N_Co = int(0.2 * N)  # 20% Co
N_Mn = int(0.2 * N)  # 20% Mn
N_Ni = N - N_Co - N_Mn   # ~60% Ni (remainder)

print(f"Ni: {N_Ni}, Mn: {N_Mn}, Co: {N_Co}")

new_symbols = N_Co * ["Co"] + N_Mn * ["Mn"] + N_Ni * ["Ni"]
template.symbols[mask] = new_symbols
view(template)

Verify that we indeed have approximately 60% Ni, 20% Co and 20% Mn in our working supercell by visualization. What is the degree of lithiation in this template?
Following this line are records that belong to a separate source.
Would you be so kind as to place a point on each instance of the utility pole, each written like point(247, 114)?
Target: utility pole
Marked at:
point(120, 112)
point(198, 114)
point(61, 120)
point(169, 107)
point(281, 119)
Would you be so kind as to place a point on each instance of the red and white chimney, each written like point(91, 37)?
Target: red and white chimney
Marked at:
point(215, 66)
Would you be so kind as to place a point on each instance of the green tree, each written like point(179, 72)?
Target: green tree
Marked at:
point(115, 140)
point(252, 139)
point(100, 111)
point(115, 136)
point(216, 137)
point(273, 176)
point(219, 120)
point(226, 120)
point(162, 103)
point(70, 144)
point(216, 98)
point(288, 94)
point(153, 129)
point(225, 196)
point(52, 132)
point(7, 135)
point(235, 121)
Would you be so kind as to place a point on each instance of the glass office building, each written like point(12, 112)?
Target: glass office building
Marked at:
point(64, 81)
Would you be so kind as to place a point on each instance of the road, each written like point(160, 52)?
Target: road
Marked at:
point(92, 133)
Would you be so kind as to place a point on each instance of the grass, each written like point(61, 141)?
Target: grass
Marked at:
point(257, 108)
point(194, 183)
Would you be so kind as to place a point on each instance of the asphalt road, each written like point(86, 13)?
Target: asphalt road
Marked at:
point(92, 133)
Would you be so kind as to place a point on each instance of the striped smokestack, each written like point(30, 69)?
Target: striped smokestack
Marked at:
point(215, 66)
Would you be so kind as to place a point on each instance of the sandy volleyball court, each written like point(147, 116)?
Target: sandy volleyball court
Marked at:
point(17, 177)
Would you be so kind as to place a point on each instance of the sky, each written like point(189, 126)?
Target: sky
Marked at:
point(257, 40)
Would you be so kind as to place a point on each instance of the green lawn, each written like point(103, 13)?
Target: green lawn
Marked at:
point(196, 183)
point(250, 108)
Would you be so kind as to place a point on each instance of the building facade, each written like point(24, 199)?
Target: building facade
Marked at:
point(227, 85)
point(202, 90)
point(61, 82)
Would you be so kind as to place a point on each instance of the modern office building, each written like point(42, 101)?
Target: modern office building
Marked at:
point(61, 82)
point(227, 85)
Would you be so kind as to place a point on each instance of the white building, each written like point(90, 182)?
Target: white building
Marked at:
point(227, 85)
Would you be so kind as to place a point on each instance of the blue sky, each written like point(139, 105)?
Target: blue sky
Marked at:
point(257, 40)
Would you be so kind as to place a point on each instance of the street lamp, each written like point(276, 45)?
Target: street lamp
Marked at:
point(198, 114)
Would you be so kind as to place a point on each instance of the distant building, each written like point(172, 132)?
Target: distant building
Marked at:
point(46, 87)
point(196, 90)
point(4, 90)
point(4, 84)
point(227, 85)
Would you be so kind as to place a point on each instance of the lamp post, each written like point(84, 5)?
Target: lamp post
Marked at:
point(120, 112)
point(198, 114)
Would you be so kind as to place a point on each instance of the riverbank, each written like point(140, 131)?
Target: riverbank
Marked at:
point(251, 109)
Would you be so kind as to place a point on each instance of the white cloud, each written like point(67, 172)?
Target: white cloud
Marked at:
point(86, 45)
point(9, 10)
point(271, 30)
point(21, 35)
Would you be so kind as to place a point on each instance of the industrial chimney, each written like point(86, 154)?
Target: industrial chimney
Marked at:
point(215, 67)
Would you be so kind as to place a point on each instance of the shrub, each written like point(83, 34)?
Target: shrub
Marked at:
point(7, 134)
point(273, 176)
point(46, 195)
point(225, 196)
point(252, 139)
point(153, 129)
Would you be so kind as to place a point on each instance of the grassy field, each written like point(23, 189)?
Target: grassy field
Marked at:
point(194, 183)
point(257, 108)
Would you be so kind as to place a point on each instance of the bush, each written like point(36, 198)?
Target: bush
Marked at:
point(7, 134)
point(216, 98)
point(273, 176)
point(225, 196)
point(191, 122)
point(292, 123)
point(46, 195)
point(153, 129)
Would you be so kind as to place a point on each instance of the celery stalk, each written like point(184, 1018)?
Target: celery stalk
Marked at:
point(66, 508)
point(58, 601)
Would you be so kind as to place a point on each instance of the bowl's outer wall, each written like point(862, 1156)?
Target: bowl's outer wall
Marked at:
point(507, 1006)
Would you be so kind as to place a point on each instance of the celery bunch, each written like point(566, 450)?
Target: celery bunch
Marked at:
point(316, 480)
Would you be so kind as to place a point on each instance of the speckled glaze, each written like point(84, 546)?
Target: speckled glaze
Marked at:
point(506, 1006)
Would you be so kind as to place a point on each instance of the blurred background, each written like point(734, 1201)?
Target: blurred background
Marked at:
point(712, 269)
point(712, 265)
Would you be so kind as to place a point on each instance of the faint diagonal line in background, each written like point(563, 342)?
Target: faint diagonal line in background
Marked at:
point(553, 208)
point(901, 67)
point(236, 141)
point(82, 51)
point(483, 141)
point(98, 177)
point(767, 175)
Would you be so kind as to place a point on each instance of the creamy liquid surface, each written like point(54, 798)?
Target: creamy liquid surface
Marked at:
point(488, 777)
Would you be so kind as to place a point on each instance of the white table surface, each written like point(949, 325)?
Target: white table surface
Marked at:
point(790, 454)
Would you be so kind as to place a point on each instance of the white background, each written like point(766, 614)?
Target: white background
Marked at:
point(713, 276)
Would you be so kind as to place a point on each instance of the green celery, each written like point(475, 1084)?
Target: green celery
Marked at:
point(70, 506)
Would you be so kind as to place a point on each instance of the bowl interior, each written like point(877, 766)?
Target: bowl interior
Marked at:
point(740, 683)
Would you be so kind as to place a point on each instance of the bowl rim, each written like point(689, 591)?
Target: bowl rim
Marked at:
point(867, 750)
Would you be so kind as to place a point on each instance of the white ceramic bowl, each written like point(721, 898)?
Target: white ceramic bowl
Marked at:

Next, we need construct the CLEASE calculator object, which is going to be evaluating the energies during the MC simulations. For this, we need the ECI values which you fitted earlier.

In [None]:
import json
from clease.calculator import attach_calculator

fitting_scheme = "l1"
filename = f'eci_{fitting_scheme}.json'
with open(filename) as file:
    eci = json.load(file)
print("Loaded ECI. Attaching calculator...")
    
atoms = attach_calculator(settings, template, eci=eci)
print("Done!")

Finally, we are ready to run our SA. Set the number of swaps (``n_steps``), and adjust the temperature ranges as you see fit. You may need to reduce the number of steps if and swaps if the simulation is taking too long, or increase it if the simulation is not good enough. 

In [None]:
from clease.montecarlo import Montecarlo
from clease.montecarlo.constraints import ConstrainSwapByBasis
from clease.montecarlo.observers import LowestEnergyStructure
from tqdm.notebook import tqdm

def run_mc(atoms, t_max=30_000, t_min=1, t_steps=10):
    # Temperatures in log-space
    temps = np.logspace(np.log10(t_max), np.log10(t_min), t_steps)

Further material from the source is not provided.